Big BALLAST make BIG piles


----------



## 4evergreenlawns (Oct 22, 2002)

never had any issue with the F-450 or F-550 (both 4X4). With the 4X4 I would think you have to have the Limited Slip rear end which comes in 4:30 gear i think. We have not seen 18"+ of snow either. During the summer we are not in the mud much as that is what I use the New Holland 180 for so for my application I am happy. 

I also run salt in both of these trucks during a storm. So I am running with some weight and never really plow empty much except at the end of the run of course. Oh, Blizzard 8611LP on both for plows. 

As for tires I love the G124's I put on the F-450 but now I am being told they are discontinued. The General on the F-550 are doing OK but I would like to go up to a load range F and something more like the G124. 


Good luck.
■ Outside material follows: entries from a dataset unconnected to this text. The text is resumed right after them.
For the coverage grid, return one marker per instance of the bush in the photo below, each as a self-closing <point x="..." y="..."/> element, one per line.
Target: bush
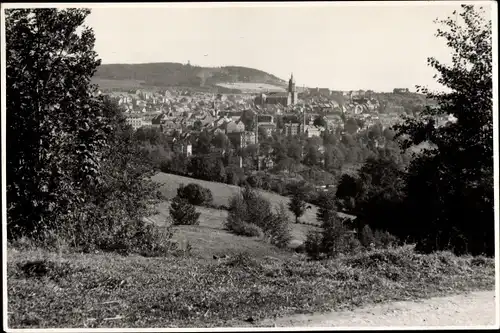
<point x="247" y="229"/>
<point x="279" y="230"/>
<point x="334" y="239"/>
<point x="250" y="214"/>
<point x="183" y="213"/>
<point x="195" y="194"/>
<point x="384" y="239"/>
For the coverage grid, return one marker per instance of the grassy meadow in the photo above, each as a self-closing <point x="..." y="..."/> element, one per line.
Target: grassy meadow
<point x="225" y="280"/>
<point x="55" y="290"/>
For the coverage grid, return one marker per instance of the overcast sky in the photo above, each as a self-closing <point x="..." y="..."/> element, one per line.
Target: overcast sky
<point x="338" y="47"/>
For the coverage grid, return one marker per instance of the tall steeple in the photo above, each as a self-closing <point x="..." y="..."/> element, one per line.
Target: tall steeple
<point x="291" y="84"/>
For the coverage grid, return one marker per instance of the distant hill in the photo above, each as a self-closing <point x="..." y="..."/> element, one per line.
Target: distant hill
<point x="224" y="79"/>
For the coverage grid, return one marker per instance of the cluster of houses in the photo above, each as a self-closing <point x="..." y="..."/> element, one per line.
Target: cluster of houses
<point x="183" y="112"/>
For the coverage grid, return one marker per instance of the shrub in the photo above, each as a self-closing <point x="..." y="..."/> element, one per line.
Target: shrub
<point x="384" y="239"/>
<point x="195" y="194"/>
<point x="312" y="244"/>
<point x="250" y="214"/>
<point x="237" y="214"/>
<point x="247" y="229"/>
<point x="297" y="205"/>
<point x="183" y="213"/>
<point x="366" y="237"/>
<point x="279" y="230"/>
<point x="334" y="239"/>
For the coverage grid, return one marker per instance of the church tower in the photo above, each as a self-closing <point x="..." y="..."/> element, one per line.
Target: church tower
<point x="291" y="84"/>
<point x="292" y="93"/>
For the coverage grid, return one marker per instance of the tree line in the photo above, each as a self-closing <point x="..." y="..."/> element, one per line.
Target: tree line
<point x="76" y="172"/>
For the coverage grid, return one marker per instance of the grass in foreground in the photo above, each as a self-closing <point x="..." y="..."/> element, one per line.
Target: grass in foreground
<point x="222" y="192"/>
<point x="107" y="290"/>
<point x="210" y="237"/>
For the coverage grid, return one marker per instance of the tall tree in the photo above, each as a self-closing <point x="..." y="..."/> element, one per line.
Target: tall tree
<point x="450" y="187"/>
<point x="297" y="203"/>
<point x="56" y="129"/>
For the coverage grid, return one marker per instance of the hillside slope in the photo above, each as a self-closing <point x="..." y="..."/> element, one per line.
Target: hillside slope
<point x="176" y="74"/>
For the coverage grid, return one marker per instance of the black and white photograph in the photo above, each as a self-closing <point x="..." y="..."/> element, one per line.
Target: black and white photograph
<point x="249" y="166"/>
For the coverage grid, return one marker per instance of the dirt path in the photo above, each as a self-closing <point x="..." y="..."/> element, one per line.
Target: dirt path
<point x="472" y="309"/>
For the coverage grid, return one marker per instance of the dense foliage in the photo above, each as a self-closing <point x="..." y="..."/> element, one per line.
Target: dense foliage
<point x="450" y="187"/>
<point x="183" y="213"/>
<point x="250" y="214"/>
<point x="75" y="174"/>
<point x="195" y="194"/>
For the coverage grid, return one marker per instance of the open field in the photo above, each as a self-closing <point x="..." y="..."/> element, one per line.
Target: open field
<point x="223" y="192"/>
<point x="209" y="238"/>
<point x="109" y="290"/>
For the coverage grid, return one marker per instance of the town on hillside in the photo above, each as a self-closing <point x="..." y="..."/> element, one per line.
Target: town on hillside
<point x="244" y="117"/>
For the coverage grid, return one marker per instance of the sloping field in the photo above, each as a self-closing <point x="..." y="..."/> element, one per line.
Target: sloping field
<point x="210" y="238"/>
<point x="117" y="84"/>
<point x="222" y="192"/>
<point x="248" y="87"/>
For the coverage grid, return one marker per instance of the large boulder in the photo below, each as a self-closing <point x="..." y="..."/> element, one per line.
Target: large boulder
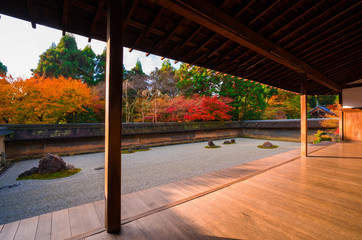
<point x="267" y="144"/>
<point x="29" y="172"/>
<point x="52" y="163"/>
<point x="211" y="143"/>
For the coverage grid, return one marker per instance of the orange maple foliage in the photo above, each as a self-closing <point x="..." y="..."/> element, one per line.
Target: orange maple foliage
<point x="43" y="100"/>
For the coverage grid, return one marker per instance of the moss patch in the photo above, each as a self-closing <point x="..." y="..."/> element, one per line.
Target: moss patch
<point x="274" y="146"/>
<point x="48" y="176"/>
<point x="213" y="147"/>
<point x="125" y="151"/>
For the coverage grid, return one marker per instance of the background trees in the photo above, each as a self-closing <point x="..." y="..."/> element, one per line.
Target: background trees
<point x="68" y="87"/>
<point x="46" y="100"/>
<point x="3" y="69"/>
<point x="66" y="60"/>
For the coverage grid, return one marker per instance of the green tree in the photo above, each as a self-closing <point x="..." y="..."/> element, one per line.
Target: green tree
<point x="323" y="100"/>
<point x="249" y="98"/>
<point x="3" y="69"/>
<point x="87" y="64"/>
<point x="134" y="82"/>
<point x="100" y="67"/>
<point x="165" y="79"/>
<point x="66" y="60"/>
<point x="196" y="80"/>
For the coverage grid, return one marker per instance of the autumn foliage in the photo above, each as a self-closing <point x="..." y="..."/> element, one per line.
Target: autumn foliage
<point x="182" y="109"/>
<point x="44" y="100"/>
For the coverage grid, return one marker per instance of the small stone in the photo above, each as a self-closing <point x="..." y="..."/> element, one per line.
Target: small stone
<point x="70" y="166"/>
<point x="29" y="172"/>
<point x="51" y="163"/>
<point x="139" y="147"/>
<point x="267" y="144"/>
<point x="211" y="143"/>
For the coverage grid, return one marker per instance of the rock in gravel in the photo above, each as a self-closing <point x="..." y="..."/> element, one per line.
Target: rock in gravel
<point x="29" y="172"/>
<point x="139" y="147"/>
<point x="267" y="144"/>
<point x="52" y="163"/>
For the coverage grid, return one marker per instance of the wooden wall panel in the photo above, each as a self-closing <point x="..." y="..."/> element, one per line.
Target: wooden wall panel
<point x="352" y="124"/>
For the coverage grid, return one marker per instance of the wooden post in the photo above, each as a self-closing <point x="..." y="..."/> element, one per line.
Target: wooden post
<point x="113" y="120"/>
<point x="340" y="107"/>
<point x="303" y="117"/>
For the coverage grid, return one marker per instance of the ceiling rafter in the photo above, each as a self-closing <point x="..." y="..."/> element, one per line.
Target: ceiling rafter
<point x="29" y="5"/>
<point x="327" y="46"/>
<point x="182" y="44"/>
<point x="263" y="12"/>
<point x="167" y="37"/>
<point x="65" y="16"/>
<point x="96" y="18"/>
<point x="325" y="39"/>
<point x="147" y="30"/>
<point x="296" y="19"/>
<point x="313" y="19"/>
<point x="218" y="21"/>
<point x="291" y="8"/>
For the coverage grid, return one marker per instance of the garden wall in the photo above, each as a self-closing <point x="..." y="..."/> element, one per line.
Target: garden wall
<point x="29" y="141"/>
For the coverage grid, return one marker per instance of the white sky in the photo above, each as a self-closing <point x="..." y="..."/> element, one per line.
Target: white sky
<point x="21" y="46"/>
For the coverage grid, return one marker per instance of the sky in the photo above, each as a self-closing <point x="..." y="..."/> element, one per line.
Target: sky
<point x="21" y="46"/>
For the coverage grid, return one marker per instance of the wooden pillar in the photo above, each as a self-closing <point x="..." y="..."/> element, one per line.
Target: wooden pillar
<point x="340" y="108"/>
<point x="303" y="116"/>
<point x="113" y="120"/>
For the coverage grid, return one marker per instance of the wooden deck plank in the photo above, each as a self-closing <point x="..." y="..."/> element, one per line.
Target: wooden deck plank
<point x="76" y="221"/>
<point x="317" y="197"/>
<point x="60" y="225"/>
<point x="44" y="227"/>
<point x="9" y="230"/>
<point x="99" y="208"/>
<point x="27" y="228"/>
<point x="90" y="218"/>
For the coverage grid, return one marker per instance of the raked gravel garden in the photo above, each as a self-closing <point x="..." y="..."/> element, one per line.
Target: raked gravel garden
<point x="140" y="170"/>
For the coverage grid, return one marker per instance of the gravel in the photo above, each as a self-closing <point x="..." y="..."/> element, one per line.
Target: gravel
<point x="140" y="170"/>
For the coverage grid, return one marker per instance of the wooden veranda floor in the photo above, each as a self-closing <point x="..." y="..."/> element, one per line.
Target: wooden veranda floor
<point x="279" y="197"/>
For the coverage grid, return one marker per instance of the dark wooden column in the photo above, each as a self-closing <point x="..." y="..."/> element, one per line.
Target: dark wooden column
<point x="113" y="121"/>
<point x="303" y="116"/>
<point x="340" y="107"/>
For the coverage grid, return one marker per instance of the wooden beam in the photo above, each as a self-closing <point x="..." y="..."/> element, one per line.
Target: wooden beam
<point x="97" y="17"/>
<point x="303" y="116"/>
<point x="352" y="86"/>
<point x="30" y="13"/>
<point x="113" y="126"/>
<point x="205" y="14"/>
<point x="340" y="122"/>
<point x="65" y="16"/>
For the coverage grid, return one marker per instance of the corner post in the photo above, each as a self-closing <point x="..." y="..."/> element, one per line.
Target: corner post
<point x="113" y="120"/>
<point x="303" y="117"/>
<point x="340" y="122"/>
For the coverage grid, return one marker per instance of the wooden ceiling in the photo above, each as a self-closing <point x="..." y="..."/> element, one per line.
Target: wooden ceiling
<point x="271" y="42"/>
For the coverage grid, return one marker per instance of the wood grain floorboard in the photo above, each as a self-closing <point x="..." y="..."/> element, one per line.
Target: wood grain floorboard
<point x="27" y="228"/>
<point x="44" y="228"/>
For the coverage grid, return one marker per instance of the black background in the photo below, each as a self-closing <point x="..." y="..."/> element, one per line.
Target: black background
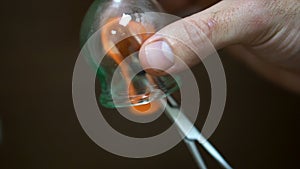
<point x="39" y="47"/>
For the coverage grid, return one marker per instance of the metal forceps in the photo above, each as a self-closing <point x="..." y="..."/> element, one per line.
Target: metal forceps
<point x="192" y="135"/>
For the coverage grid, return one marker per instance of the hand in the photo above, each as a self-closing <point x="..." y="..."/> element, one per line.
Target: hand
<point x="264" y="33"/>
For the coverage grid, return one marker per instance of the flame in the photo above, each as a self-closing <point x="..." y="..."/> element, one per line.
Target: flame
<point x="113" y="32"/>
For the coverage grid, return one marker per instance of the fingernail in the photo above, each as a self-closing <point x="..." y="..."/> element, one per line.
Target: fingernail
<point x="159" y="55"/>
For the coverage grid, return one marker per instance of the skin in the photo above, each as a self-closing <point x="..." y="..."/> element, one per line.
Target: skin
<point x="263" y="33"/>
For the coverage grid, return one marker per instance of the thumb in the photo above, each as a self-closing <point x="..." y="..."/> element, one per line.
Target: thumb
<point x="226" y="23"/>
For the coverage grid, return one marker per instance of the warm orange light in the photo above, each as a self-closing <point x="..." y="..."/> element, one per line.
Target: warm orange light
<point x="147" y="109"/>
<point x="132" y="36"/>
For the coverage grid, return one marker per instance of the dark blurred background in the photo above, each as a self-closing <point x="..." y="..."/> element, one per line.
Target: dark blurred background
<point x="39" y="128"/>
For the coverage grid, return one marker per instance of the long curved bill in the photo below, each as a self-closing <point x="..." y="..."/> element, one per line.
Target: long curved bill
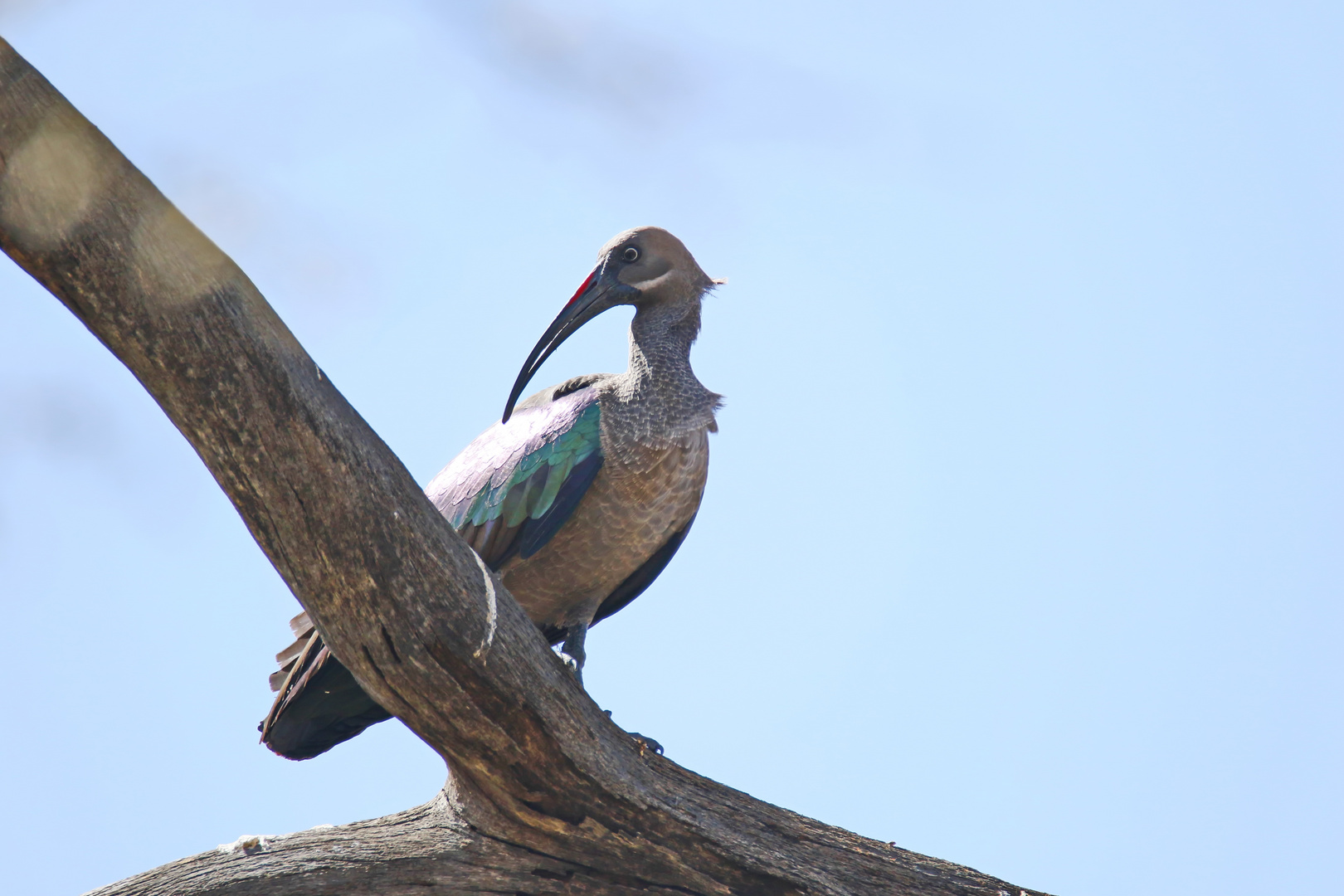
<point x="600" y="292"/>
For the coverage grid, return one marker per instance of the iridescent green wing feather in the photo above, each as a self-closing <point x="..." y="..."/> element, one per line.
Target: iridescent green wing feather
<point x="511" y="489"/>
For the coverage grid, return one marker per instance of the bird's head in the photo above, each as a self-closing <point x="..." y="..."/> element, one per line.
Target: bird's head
<point x="647" y="268"/>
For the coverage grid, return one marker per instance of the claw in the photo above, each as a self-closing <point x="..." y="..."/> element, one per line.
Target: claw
<point x="647" y="743"/>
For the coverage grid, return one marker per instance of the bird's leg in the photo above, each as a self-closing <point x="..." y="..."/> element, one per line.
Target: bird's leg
<point x="572" y="649"/>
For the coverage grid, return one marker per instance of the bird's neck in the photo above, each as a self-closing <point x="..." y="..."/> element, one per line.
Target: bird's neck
<point x="660" y="399"/>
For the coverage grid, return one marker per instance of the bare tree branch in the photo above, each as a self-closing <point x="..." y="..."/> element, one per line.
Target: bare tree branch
<point x="546" y="793"/>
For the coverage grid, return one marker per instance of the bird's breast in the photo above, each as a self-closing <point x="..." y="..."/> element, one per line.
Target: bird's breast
<point x="641" y="496"/>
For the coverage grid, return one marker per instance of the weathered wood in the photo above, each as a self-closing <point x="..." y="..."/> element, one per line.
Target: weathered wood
<point x="546" y="794"/>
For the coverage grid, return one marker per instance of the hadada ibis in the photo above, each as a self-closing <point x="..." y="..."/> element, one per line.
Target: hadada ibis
<point x="578" y="497"/>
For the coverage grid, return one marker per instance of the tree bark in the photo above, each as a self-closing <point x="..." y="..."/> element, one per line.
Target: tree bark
<point x="546" y="794"/>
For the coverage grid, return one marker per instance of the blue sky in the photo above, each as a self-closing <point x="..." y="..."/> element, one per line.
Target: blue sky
<point x="1022" y="540"/>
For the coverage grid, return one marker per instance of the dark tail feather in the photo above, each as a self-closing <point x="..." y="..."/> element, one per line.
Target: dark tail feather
<point x="319" y="704"/>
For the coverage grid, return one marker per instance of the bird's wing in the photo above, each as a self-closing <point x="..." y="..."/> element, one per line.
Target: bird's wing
<point x="511" y="489"/>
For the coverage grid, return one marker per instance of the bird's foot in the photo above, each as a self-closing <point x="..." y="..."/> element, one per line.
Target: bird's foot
<point x="572" y="665"/>
<point x="647" y="744"/>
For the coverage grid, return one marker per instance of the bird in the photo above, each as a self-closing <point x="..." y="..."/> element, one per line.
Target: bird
<point x="577" y="497"/>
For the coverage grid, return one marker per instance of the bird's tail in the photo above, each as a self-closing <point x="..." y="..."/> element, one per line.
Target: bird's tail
<point x="319" y="703"/>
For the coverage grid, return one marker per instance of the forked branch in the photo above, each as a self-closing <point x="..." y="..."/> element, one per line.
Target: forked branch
<point x="546" y="794"/>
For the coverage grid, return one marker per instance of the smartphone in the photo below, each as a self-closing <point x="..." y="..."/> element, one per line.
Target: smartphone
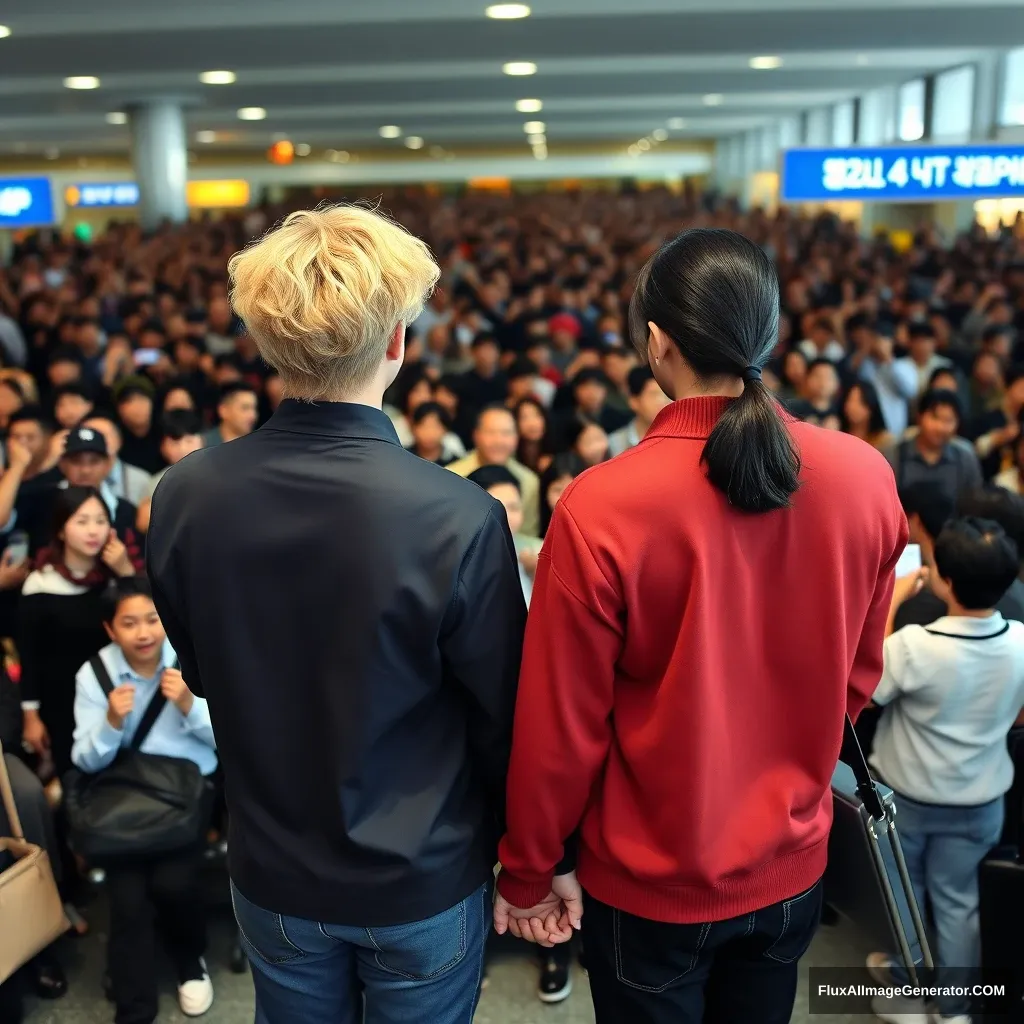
<point x="147" y="356"/>
<point x="909" y="561"/>
<point x="17" y="547"/>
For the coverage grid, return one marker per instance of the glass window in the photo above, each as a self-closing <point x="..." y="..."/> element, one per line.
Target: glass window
<point x="953" y="102"/>
<point x="911" y="111"/>
<point x="1012" y="108"/>
<point x="844" y="119"/>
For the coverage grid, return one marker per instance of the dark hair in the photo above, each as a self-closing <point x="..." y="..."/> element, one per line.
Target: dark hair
<point x="68" y="502"/>
<point x="121" y="590"/>
<point x="32" y="414"/>
<point x="564" y="464"/>
<point x="715" y="294"/>
<point x="997" y="504"/>
<point x="431" y="409"/>
<point x="930" y="502"/>
<point x="638" y="379"/>
<point x="937" y="398"/>
<point x="978" y="559"/>
<point x="491" y="476"/>
<point x="178" y="423"/>
<point x="921" y="330"/>
<point x="869" y="395"/>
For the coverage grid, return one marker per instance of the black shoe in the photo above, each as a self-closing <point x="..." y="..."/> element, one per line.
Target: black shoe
<point x="48" y="978"/>
<point x="556" y="981"/>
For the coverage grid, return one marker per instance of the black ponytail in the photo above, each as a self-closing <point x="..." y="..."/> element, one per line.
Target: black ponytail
<point x="715" y="294"/>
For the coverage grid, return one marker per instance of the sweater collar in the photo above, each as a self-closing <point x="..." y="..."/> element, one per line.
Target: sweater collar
<point x="689" y="418"/>
<point x="695" y="418"/>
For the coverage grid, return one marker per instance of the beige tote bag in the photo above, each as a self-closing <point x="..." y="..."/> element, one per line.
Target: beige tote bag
<point x="31" y="912"/>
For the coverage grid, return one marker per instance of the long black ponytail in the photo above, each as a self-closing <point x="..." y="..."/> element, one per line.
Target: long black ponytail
<point x="715" y="294"/>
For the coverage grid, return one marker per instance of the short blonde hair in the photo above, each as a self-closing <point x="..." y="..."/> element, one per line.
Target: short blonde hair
<point x="323" y="293"/>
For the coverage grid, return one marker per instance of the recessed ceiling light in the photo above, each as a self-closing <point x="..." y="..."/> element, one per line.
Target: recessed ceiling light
<point x="507" y="11"/>
<point x="217" y="77"/>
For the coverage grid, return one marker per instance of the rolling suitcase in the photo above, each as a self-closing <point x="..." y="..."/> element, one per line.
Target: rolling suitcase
<point x="866" y="878"/>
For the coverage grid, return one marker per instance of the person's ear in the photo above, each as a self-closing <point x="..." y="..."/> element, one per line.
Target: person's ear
<point x="396" y="344"/>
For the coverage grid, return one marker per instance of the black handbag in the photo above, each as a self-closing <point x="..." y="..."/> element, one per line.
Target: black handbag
<point x="142" y="805"/>
<point x="866" y="879"/>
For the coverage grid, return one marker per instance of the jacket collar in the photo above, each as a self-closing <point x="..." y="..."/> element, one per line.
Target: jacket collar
<point x="333" y="419"/>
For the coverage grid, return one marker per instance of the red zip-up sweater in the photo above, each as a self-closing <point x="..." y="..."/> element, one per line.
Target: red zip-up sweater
<point x="686" y="672"/>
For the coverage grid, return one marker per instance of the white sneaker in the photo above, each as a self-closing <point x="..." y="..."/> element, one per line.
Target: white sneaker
<point x="900" y="1011"/>
<point x="880" y="967"/>
<point x="196" y="995"/>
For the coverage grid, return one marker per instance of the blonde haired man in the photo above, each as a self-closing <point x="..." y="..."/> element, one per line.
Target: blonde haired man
<point x="354" y="617"/>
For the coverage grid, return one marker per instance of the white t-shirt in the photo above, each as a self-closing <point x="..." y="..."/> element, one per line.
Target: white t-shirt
<point x="951" y="691"/>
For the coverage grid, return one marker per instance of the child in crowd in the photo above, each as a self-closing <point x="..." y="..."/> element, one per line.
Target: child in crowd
<point x="140" y="664"/>
<point x="950" y="693"/>
<point x="501" y="483"/>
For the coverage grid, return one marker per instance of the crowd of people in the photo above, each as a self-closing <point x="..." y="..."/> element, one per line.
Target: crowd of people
<point x="123" y="356"/>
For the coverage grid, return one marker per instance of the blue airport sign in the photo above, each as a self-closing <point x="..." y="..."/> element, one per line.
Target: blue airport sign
<point x="103" y="194"/>
<point x="26" y="203"/>
<point x="903" y="173"/>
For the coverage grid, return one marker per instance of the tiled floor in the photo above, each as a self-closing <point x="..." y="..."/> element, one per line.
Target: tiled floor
<point x="509" y="998"/>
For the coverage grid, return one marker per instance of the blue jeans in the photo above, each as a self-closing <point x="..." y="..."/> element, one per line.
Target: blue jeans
<point x="944" y="848"/>
<point x="427" y="972"/>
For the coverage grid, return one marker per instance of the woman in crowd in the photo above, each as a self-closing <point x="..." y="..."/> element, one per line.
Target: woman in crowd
<point x="669" y="624"/>
<point x="531" y="422"/>
<point x="61" y="625"/>
<point x="861" y="416"/>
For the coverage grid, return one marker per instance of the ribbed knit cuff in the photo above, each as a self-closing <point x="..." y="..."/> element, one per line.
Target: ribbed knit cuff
<point x="521" y="894"/>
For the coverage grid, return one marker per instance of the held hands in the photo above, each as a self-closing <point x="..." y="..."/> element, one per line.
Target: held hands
<point x="116" y="558"/>
<point x="909" y="586"/>
<point x="550" y="922"/>
<point x="119" y="705"/>
<point x="173" y="687"/>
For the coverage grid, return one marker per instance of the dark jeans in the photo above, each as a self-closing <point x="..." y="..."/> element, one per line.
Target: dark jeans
<point x="164" y="894"/>
<point x="723" y="972"/>
<point x="309" y="972"/>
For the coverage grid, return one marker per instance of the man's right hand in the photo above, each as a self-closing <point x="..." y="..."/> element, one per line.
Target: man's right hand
<point x="34" y="733"/>
<point x="119" y="705"/>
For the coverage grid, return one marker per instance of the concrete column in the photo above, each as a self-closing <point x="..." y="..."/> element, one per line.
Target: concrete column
<point x="160" y="156"/>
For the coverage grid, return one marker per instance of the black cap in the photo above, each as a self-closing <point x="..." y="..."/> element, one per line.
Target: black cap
<point x="85" y="439"/>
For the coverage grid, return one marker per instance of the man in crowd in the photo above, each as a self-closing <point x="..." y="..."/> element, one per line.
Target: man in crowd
<point x="238" y="411"/>
<point x="359" y="611"/>
<point x="646" y="400"/>
<point x="934" y="453"/>
<point x="495" y="442"/>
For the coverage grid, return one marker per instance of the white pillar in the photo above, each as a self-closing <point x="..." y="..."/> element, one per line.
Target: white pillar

Let us know what you do. 

Ron G.


----------



## Mark Oomkes (Dec 10, 2000)

92XT;454267 said:


> Big BALLAST make BIG piles


Lemme guess, 9FT.PILES?


----------



## Little Jon (Nov 3, 2007)

Emerscape;283070 said:


> Im pretty sure my 4x4 was working because when i turned sharp it would jump (u know what i mean) a little.


We call that the 4wd shuffle. We have both a 350 & 550 dump with no weight in the back, they both work great. Im sure if we put weight they would work even better, but we dont see a need. For us its already a pain in the a$$ to strip the trucks before a storm, we dont want to add putting stuff in to.


----------



## BOSS550 (Jan 19, 2007)

I had to put no less than 2 ton in the back of both of my F550's. The dump I'd tilt the body up to get it all to the rear against the gate. It had an 11' steel Heil body and it would plow o.k empty but loaded up it was unstopable. It had the 6 max trax General on it and thay were o.k. I replaced them with Goodyear 124's and then it really kicked ass. My other F550 had a 12 foot flatbed. Forget it. No weight= no plowing. Again about 2-3 ton on the rear fixed that. That had only 4 General Max trax and 2 General shouldered tires. IT worked but not the greatest. I think alot of how those 450/550's plow has to do with the wheelbase.


----------



## 3bladz (Dec 8, 2005)

rob1325;283906 said:


> Let us know what you like better. I would be very interested in your findings.


I would too. My 450 struggles w traction too. But at $250 a tire I just havent felt like spending over 1500 for the G124's
One thing I would like to point out is the 19.5 tires have a lot harder compound for longer wear and have stiffer sidewalls than the 10 ply 16's 
One thing to try would be reducing the tire psi.


----------